Install code quality checks#
Install the pre-commit hook by executing the following command in the sat-bucket repository’s root:
pre-commit install
Pre-commit hooks are automated scripts that run during each commit to detect basic code quality issues. If a hook identifies an issue (signified by the pre-commit script exiting with a non-zero status), it halts the commit process and displays the error messages.
Note
The versions of the software used in the pre-commit hooks are specified in the .pre-commit-config.yaml file. This file serves as a configuration guide, ensuring that the hooks are executed with the correct versions of each tool, thereby maintaining consistency and reliability in the code quality checks.
Further details about pre-commit hooks can be found in the Contributors Guidelines, specifically in the provided in the Code quality control section.
Download the test data#
Some of sat-bucket’s tests require additional data to be executed.
If you want to be able to run the full sat-bucket test suite on your local machine, you also need to download such additional test data.
First, ensure you have your GitHub account ssh keys set up correctly.
Then, from the within the sat-bucket directory, run:
git submodule update --init --recursive
Optional dependencies#
Specific functionality in sat-bucket may require additional optional dependencies.
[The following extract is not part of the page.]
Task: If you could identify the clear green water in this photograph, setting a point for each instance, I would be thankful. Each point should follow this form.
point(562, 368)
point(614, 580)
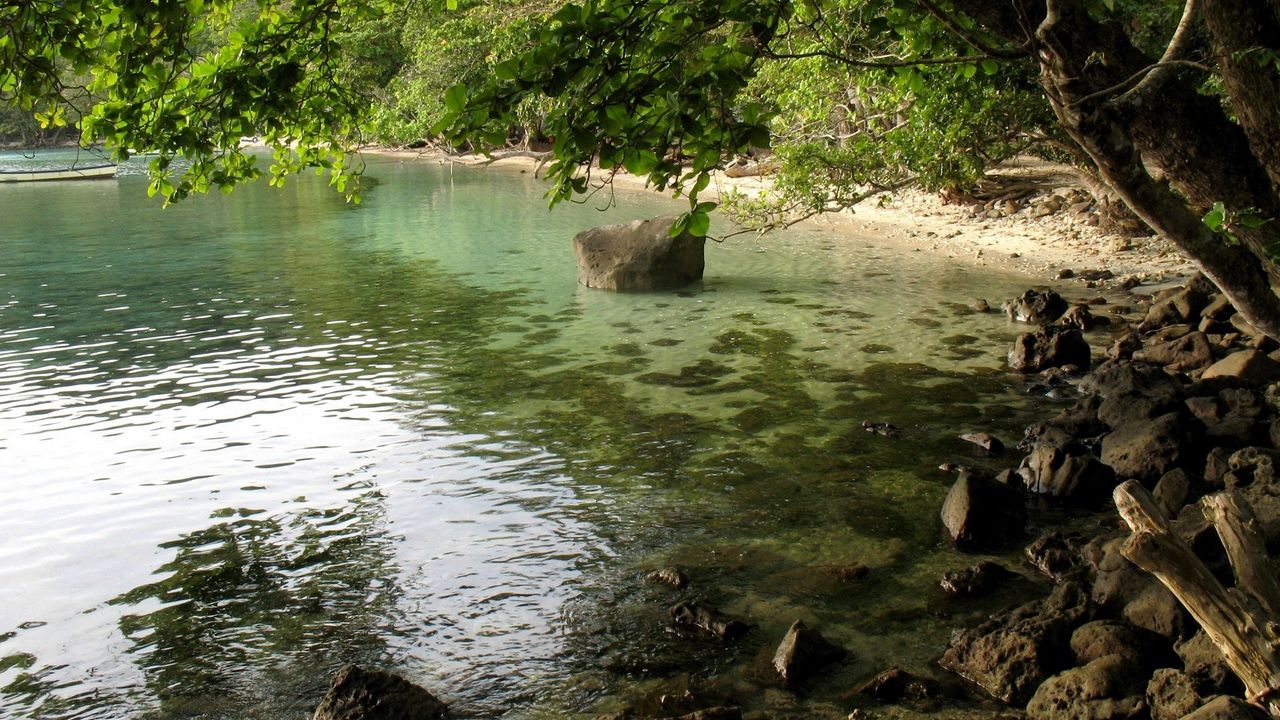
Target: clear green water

To unlock the full functionalities offered by sat-bucket, it is recommended to install also the packages detailed here below.
The following bash code allow to install all optional dependencies:
conda install -c conda-forge jupyter spyder flox numbagg bottleneck opt-einsum python-graphviz bokeh
IDE Tools#
For an improved development experience, consider installing the intuitive Jupyter and Spyder Python Integrated Development Environments (IDEs):
conda install -c conda-forge jupyter spyder
Speed Up Xarray Computations#
To speed up arrays computations with xarray, install flox, numbagg, bottleneck and opt-einsum:
conda install -c conda-forge flox numbagg bottleneck opt-einsum
Visualize Dask Operations#
To visualize Dask Task Graphs and monitor computations through the Dask Dashboard, please install:
conda install -c conda-forge python-graphviz bokeh
Run sat-bucket on Jupyter Notebooks#
If you want to run sat-bucket on a Jupyter Notebook, you have to take care to set up the IPython kernel environment where sat-bucket is installed.
For example, if your conda/virtual environment is named sat-bucket-dev, run:
python -m ipykernel install --user --name=sat-bucket-dev
When you will use the Jupyter Notebook, by clicking on Kernel and then Change Kernel, you will be able to select the sat-bucket-dev kernel.